New acquaintances of the suspected abuser move in with the elder.

Tips for elders to prevent being victimized

Always get two or three opinions.

No matter how much you trust or love someone, always read and understand any document before signing it.

If you do not understand a document, seek advice from a third-party trusted advisor or attorney.

Insist on reviewing your own financial documents yourself.

Surround yourself with trusted advisors.

Have a trusted third-party review your financial documents to assist you.

Beware of door-to-door sales persons who use high pressure sales tactics or offer a deal to good to be true.

Never, under any circumstances, give a caller any portion of your bank account number, credit card number or social security number.

Sign up for the “Do Not Call Registry.”

• Shred all material containing your personal and/or financial information before your put it out with your trash.

Never leave outgoing mail attached to your mail box.

Ask for new or replacement checkbooks be mailed to your bank for pickup and not your residence.

—Source: San Diego Police

Additional elder abuse prevention tips

Paul Greenwood, head of Elder Abuse Prosecution at the San Diego District Attorney’s Office, provides these tips:

Choose a caregiver with caution: Do not assume that by hiring a caregiver through a bonded agency you are guaranteed to get someone who has been checked. There is no current law requiring mandatory background checks for in-home caregivers in California.

Keep and inventory of all jewelry: Jewelry is the number one item that is stolen from homes occupied by elders. Not only should your jewelry be kept in a locked drawer, you should have photographs of rare, valuable or sentimental items in a separate location.

Conduct a self-credit search two or three times per year: Identity theft is rampant. The only way to have peace of mind is to obtain a credit search periodically from one of the three major credit bureaus — Experian, Equifax and Trans Union. This will enable you to discover whether someone has applied for or obtained a credit card in your name.

Every telephone should have caller ID: Seeing if the incoming call is classified as “private” or “unknown” will allow you to be on your guard. Crooks love the telephone. It is their weapon of choice.

You will never win the Canadian lottery: If a smooth talking caller says you are the proud winner of the Canadian lottery, he or she is lying. Similarly, if you get an email from Nigeria or letter from Madrid indicating that you could receive a substantial amount of money, such communications are always fraudulent.

Have your bank send a duplicate statement to a trusted family member or financial advisor: Elders whose sight is failing are at greater risk because they may rely upon the very person who is stealing from them to insure that the financial transactions are in order. An independent pair of eyes that is able to look over bank statements every 30 days will be able to catch suspicious activities in the early stages.

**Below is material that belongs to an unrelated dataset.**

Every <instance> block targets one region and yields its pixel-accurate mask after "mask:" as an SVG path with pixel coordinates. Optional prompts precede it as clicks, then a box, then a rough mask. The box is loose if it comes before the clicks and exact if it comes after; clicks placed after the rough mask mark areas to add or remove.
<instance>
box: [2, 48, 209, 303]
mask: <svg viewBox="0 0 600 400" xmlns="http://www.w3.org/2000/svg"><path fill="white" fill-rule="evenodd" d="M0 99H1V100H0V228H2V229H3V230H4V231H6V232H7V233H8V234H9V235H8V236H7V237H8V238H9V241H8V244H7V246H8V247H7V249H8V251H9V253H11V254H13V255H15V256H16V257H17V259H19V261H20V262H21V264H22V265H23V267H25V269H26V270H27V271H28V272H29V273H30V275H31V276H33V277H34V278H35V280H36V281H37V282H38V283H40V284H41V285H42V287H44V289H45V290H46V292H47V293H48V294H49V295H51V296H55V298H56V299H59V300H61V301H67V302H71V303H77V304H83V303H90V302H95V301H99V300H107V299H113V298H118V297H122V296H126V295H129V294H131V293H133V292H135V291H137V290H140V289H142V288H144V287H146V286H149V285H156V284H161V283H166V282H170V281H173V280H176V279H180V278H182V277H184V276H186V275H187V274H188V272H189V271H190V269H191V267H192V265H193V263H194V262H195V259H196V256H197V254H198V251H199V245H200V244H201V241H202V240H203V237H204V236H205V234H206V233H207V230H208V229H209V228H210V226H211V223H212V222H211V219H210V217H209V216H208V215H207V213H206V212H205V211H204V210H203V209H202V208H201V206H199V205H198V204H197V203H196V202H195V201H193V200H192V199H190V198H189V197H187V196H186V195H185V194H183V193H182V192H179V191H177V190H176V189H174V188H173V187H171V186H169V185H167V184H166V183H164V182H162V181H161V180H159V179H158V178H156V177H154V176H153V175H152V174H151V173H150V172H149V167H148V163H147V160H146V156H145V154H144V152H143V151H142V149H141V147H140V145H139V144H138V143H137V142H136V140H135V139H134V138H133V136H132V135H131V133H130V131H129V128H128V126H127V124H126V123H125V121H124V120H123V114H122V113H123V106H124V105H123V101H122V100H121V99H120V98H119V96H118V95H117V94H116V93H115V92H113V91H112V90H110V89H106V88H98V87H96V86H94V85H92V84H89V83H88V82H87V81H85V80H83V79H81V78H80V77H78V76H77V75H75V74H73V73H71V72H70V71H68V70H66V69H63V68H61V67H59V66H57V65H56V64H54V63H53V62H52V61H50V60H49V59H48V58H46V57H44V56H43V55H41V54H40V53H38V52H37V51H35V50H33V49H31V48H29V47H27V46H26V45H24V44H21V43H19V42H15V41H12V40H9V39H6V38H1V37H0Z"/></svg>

Always have a second line of defense at your front door: Either have a locked screen door or a security chain guard at your front door. Crooks will attempt to gain entry to your home by using excuses such as a fake emergency, or false uniforms and badges. By having a second line of defense, you will be able to communicate with the stranger on the doorstep without exposing yourself to the possibility of a forced entry. Never allow any stranger into your home, even if the emergency seems real. Instead, tell the stranger you will call 911.